A natural when it comes to playing girls from next door and modest housewives (faithful girlfriends of rednecks in washed-out jeans), Michelle Williams has now grown up and changed her profile. In her latest film she is transformed into the 20th-century icon, Marilyn Monroe
Michelle Williams was never either a bohemian hooligan or a diva serving up gossip for the tabloids, but the death of Heath Ledger, her boyfriend and father of her daughter Matilda Rose, forever linked her name to a Marilyn-like Hollywood tragedy. At the time she distanced herself as much as possible from the noise and speculation, and until recently did not give interviews about her life with Ledger.
Michelle’s career in film began when she was still a child, but only really took off thanks to Kevin Williamson, the scriptwriter for Scream, a 1990s revival of the genre of the slasher, i.e. horror films with bloody massacres taking place among teenagers. Many stars started out in slashers playing small parts as frightened victims. Williams was also notable in Halloween: 20 Years Later. In 1998 she hit the jackpot when she was chosen by Kevin Williamson to play in the serial Dawson’s Creek. Her character is a defiant girl who is sent away from New York by her parents to improve her behaviour under the gaze of her strict and devout grandmother. But it is the young mutineer who ends up re-educating the grandmother:
‘Let’s do a deal: I’ll go to church if you say ‘penis’ out loud. After all, it’s not a swearword, but simply part of the human anatomy!”
By that time Williams herself was in no need of being looked after by anyone. She had moved to LA as a teenager in search of parts to play and was a bookish girl who read lots of poetry. There aren’t many Hollywood stars who can say at interview: ‘Drops of ink dried in the corners of my mouth. There is no greater happiness in the world than mine: I am nourished by poetry.” Williams had a good idea what she wanted and carefully selected her roles to fit the direction she had chosen for herself: her films are not commercial Hollywood cinema or ‘entertainment’, but serious indie projects. Dawson’s Creek made her wellknown, and good roles now fell into her lap of their own accord. Wim Wenders even wrote the script for his road movie Land of Plenty (2004) with her in mind.

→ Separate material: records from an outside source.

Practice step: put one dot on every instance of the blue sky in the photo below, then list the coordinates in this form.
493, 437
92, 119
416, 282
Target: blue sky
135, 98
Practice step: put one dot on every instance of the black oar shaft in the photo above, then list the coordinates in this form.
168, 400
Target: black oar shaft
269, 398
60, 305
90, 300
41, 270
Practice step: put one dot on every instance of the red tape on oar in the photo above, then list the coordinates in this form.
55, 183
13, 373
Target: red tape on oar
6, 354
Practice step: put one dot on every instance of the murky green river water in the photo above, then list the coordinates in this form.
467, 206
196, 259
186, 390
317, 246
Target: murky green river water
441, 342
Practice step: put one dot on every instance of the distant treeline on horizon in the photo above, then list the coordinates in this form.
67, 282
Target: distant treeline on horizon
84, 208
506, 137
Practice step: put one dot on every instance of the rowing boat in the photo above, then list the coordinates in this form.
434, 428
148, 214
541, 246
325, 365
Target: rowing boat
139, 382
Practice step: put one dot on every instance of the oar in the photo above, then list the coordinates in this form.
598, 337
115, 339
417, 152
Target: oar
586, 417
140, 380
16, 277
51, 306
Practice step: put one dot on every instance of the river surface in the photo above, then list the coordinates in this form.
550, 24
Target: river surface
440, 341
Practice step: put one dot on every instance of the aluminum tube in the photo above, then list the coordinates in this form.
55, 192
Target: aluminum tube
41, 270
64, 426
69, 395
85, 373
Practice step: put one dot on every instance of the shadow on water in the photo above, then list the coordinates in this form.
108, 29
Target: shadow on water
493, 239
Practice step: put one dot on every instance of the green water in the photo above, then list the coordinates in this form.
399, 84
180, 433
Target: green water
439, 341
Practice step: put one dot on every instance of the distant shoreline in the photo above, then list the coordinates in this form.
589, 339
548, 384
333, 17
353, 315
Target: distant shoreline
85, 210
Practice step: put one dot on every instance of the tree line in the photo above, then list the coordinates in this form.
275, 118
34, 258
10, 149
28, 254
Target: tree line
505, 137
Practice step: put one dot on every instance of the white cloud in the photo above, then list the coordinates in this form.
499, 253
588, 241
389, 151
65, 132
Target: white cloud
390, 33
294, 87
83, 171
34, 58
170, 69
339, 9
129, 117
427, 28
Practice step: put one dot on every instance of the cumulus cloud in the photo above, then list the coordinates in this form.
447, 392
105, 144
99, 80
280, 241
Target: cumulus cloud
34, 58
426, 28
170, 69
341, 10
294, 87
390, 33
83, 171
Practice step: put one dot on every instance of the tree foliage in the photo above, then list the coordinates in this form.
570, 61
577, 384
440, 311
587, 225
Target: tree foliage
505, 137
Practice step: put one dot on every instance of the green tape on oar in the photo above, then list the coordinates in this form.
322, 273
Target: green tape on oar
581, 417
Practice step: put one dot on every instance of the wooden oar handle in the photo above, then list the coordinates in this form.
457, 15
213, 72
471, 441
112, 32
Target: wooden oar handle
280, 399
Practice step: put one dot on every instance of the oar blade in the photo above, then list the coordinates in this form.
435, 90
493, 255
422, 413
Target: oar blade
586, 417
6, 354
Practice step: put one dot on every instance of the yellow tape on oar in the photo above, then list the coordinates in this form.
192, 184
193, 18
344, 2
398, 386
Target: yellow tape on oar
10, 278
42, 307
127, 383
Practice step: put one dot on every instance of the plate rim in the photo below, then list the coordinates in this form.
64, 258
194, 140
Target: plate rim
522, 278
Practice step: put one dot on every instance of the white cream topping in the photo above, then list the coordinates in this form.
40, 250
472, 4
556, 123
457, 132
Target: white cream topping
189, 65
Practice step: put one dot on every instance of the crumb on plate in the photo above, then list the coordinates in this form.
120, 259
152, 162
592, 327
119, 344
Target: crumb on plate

But the real turning point in her career came with Brokeback Mountain, Ang Lee’s unconventional Western about the love between two guys in cowboy hats, in 2005. She played the wife of one of the cowboys, and her husband was Heath Ledger; their affair continued off screen. Ledger and Williams also played in Todd Haynes’ biopic I’m Not There, in which six different actors play Bob Dylan (Williams plays a bohemian tear-away in swinging 60s London). They were a beautiful couple and it seemed they would have a long and happy life together, but it was not to be. In January 2008 Heath Ledger died from an overdose, and Michelle and her daughter found themselves at the centre of a scandal. Word had it that Ledger had committed suicide because she had left him. She retained a dignified silence, although she later admitted she had thought at the time that her life was slipping through her fingers. Her career, however, flourished. She had the choice of the very best scripts and could continue to favour intelligent independent cinema – such as Meek’s Cutoff, a film by Kelly Reichardt about how in 1845 three wagons of dust-covered settlers move slowly through the desert on a journey to who knows where. In 2010 loyalty to her chosen course brought Michelle Williams a second Oscar nomination for her role in the lowbudget indie Blue Valentine, a tearjerking story about a once happy marriage in which love is replaced by alienation – and there is nothing anyone can do.
Michelle Williams continues not to talk about her personal life and to keep out of the gossip columns.
“I think it’s much more important which book lies on your bedside table than which man lies in your bed,” is her exhaustive reply to the tabloids.
She has always read only intelligent books and played only in intelligent films, selecting roles to suit her talents as an actress – roles that are serious and not flashy – and stories where the character’s drama is revealed gradually. The role of Marilyn Monroe in My Week with Marilyn was necessarily a challenge for such an actress. The problem here was not Marilyn’s status as a sexual idol. Michelle Williams is one of those actresses who finds it easy to undress for the camera and can play a nude scene without the least embarrassment. But sunny Marilyn, who did not know how to act properly – even if her presence in a shot made all such ability superfluous – was the complete antithesis of the modestly hardworking Michelle. This made it all the more risky for Michelle. She had to become someone who lives not by reason, but by instinct. And, judging by the prizes and nominations that have been showered on this film, she succeeded.”